Cryptocurrencies have experienced another turbulent period in the last year. However, with the growing popularity, the attention of fraudsters, who already “traditionally” use cryptocurrencies as a tool for their enrichment by robbing other people, also grew.
We have argued that many use sophisticated methods to deceive their victims in a separate article, where we again mentioned fraud on behalf of celebrities and companies.
Meta (formerly Facebook) has reopened the door to cryptocurrency advertising on its platform. However, she does not want to lose the profits that crypto-exchanges or advertising projects can pay her. But then there is the other side of the coin, which is the fraudsters just mentioned.
They are like poppies all over Facebook and they happily pay for fraudulent ads, even if they clearly violate the rules of the platform. And what about that? Well, somehow “classically” does not notice similar posts for a long time, until they are pointed out by someone “higher” than an ordinary user.
Fraudulent advertisements for cryptocurrencies have spread on Facebook
There seems to be no need to explain again that Facebook is displaying ads based on user preferences and user data. Over time, as I was an editor and interested in the cryptomen world, Facebook collected data so that it could later display cryptomen-related ads. Well, it wasn’t just any ads.
In addition to paid contributions to trusted and well-known cryptobourses, I also encountered fraud that could deceive a less experienced user (understand turning to money). These were mostly fake advertisements on behalf of well-known companies and celebrities.
The ads that appeared on my bulletin board misused the names of Amazon, Tesla and their founders, but did not protect themselves from promoting the names of well-known media such as The Guardian, CNBC and others. All you had to do was change the name slightly, remove the space or add a letter, and the scam was born. Surprisingly, Facebook approved such an advertisement and spread it among people.
This is despite the fact that an advertiser should meet the “strict” policies to advertise cryptome-related advertising. In fact, this kind of Facebook promotion was re-released on the platform just a few weeks ago. Since the beginning of December, it has begun to accept more permits from regulators, which are needed to run advertising for cryptocurrencies on its platform. I’ll explain.
Advertisers need it according to Facebook rules for the promotion of cryptoreclam document, a license from the regulator to guarantee that they have a license to trade or other activities in connection with cryptocurrencies.
Before December 1, the social network accepted licenses from only 3 different regulators, after this date according to official information has expanded the list to 27 licenses from regulators from various countries, including some Asian and European countries in addition to the United States, but Slovakia is missing among them.
The regulator to advertise cryptome ads need:
- Platforms, software applications or products known as crypto-exchanges and trading platforms. This includes, but is not limited to, spot trading, margin trading, futures or other trading instruments that include cryptomenal assets
- Platforms, software applications or products that offer cryptome loans
- Cryptomenic wallets that allow users to buy, sell, exchange or deposit their tokens
- Cryptocurrency mining hardware and software
Exceptions that do not require a regulator license for Facebook ads:
- Tax services for cryptomen companies
- Cryptomen-related events, education and news (do not offer any cryptomen products or services)
- News in the field of blockchain (usually pages informing about news on blockchain)
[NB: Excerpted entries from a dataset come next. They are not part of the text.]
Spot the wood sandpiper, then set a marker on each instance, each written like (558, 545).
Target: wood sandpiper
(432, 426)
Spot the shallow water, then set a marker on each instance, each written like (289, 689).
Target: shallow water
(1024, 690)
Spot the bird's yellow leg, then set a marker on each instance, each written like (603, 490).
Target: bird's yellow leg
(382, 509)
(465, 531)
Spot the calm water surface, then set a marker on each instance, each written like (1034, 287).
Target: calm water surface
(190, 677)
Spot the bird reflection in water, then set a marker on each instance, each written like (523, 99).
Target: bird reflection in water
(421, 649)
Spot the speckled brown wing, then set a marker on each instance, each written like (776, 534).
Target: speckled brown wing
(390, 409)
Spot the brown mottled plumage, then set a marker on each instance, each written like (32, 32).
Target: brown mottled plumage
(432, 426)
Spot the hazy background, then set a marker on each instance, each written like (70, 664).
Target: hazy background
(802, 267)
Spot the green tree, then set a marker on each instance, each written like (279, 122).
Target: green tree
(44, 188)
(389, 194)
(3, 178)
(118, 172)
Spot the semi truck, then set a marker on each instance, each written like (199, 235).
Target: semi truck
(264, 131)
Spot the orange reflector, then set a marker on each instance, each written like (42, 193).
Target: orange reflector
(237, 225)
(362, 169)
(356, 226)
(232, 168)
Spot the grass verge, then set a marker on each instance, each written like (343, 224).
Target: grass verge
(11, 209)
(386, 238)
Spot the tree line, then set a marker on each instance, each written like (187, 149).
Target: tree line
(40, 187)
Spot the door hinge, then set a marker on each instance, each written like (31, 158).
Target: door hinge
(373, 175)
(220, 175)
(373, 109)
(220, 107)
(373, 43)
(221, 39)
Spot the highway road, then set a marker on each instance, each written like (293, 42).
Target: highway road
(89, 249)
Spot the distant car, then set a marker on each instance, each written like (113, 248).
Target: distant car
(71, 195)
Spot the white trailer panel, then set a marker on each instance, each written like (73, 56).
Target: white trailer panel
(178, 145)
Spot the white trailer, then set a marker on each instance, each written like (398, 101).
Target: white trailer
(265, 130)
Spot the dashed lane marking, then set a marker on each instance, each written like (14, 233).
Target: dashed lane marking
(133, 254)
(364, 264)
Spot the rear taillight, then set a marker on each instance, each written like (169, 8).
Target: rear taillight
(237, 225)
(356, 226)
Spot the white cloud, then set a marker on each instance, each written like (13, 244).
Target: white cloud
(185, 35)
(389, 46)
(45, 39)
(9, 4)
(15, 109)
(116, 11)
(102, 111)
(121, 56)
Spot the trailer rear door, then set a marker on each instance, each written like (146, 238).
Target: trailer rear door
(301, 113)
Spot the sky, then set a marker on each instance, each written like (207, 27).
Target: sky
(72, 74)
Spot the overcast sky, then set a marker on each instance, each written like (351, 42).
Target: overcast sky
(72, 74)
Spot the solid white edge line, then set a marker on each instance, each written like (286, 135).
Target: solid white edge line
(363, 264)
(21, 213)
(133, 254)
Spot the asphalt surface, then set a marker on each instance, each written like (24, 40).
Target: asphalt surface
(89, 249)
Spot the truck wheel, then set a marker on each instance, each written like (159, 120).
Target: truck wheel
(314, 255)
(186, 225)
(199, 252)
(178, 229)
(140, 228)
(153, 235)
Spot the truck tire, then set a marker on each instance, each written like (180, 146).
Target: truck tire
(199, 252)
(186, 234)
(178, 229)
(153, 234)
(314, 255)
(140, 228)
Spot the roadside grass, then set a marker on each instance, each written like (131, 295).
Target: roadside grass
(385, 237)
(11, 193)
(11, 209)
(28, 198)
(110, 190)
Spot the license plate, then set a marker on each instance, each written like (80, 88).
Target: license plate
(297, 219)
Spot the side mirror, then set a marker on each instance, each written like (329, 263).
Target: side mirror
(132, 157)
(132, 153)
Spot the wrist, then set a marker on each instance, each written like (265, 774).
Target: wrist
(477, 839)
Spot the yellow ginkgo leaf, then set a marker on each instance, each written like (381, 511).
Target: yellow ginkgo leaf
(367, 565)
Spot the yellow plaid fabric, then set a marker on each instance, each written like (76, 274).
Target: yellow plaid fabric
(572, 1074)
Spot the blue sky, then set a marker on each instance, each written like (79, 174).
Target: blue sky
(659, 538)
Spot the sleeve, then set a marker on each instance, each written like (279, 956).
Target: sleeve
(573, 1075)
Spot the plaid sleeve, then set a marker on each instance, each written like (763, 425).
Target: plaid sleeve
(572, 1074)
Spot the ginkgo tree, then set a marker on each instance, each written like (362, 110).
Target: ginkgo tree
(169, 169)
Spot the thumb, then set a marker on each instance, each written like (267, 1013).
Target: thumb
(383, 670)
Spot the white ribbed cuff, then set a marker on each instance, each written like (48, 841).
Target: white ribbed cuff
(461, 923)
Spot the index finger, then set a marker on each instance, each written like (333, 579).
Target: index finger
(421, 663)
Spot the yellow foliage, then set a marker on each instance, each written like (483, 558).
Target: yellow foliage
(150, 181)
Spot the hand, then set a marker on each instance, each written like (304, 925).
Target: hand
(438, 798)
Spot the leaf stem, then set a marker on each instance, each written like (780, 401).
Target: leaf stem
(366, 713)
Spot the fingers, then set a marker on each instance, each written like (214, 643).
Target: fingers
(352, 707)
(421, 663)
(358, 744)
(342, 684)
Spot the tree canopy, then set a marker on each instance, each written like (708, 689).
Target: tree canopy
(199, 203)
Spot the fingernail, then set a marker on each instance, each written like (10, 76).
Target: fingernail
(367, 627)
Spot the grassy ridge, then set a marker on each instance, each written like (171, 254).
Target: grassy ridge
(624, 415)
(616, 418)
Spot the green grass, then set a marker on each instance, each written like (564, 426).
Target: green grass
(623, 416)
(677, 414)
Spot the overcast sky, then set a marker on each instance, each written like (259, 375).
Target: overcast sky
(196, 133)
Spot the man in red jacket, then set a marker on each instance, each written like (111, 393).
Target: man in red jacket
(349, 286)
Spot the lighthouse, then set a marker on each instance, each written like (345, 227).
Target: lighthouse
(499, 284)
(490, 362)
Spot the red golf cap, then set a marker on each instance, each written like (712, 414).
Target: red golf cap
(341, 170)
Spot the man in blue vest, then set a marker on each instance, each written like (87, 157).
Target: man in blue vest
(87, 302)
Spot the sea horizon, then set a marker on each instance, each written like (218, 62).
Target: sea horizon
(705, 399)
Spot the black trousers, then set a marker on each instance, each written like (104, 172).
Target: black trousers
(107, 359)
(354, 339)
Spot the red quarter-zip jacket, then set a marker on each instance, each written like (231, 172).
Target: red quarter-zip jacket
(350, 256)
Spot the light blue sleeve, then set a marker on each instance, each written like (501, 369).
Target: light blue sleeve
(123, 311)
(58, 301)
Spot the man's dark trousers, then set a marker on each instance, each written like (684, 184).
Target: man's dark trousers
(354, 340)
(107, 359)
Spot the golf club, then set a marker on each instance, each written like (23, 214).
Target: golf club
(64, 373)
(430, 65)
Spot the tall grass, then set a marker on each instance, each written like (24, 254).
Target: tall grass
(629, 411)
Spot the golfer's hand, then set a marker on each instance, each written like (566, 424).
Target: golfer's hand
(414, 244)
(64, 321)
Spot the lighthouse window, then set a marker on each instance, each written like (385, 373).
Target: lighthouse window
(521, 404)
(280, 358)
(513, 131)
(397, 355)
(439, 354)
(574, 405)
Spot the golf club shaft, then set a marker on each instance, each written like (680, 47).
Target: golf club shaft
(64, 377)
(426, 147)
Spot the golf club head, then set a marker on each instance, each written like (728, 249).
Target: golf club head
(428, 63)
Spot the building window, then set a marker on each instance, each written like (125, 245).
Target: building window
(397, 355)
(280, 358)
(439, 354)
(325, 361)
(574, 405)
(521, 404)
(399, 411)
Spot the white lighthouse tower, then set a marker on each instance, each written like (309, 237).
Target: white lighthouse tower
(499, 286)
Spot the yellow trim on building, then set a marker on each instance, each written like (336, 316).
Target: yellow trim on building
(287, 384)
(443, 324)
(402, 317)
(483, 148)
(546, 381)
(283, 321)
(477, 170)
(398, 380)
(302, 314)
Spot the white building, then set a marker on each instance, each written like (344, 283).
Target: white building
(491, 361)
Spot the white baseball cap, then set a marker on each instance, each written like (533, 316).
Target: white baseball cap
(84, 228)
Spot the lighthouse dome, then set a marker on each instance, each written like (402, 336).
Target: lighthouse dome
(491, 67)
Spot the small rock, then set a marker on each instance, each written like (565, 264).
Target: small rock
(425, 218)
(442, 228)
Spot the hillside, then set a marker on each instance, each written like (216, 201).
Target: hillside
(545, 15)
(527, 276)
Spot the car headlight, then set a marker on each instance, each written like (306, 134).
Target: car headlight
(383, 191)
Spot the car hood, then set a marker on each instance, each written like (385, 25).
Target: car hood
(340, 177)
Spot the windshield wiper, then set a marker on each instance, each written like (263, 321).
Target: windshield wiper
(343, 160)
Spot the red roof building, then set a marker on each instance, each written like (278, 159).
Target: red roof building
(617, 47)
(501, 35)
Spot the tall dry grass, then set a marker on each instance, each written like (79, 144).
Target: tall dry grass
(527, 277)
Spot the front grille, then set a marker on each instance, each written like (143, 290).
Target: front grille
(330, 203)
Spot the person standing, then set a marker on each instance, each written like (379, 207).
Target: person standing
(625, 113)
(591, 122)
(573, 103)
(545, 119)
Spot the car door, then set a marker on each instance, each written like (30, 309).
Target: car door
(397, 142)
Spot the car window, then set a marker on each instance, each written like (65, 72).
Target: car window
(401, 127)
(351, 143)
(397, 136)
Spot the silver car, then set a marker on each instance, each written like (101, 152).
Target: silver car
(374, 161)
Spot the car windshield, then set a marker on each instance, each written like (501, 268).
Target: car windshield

- Services and products based on blockchain technology that are not a virtual currency, e.g. NFT
- Cryptomenic wallets that allow users to store their cryptocurrency tokens without the ability to buy, sell, exchange, or insert tokens
According to these rules, cryptomen exchanges and other official companies or applications would not be able to advertise without the necessary license. However, this is not a problem for trusted and registered stock exchanges and companies that are subject to regulators. However, fraudsters, in their efforts to suppress their fraudulent campaign, disguise themselves as the above-mentioned “exceptions” that do not require a license for advertising.
You will find out in this article after unlocking
- How has Meta relaxed the rules for cryptors?
- How did the fraudsters abuse the system?
- What fraudulent ads on behalf of celebrities and companies are spreading?
- How does Meta fight fraud and where does it still fail?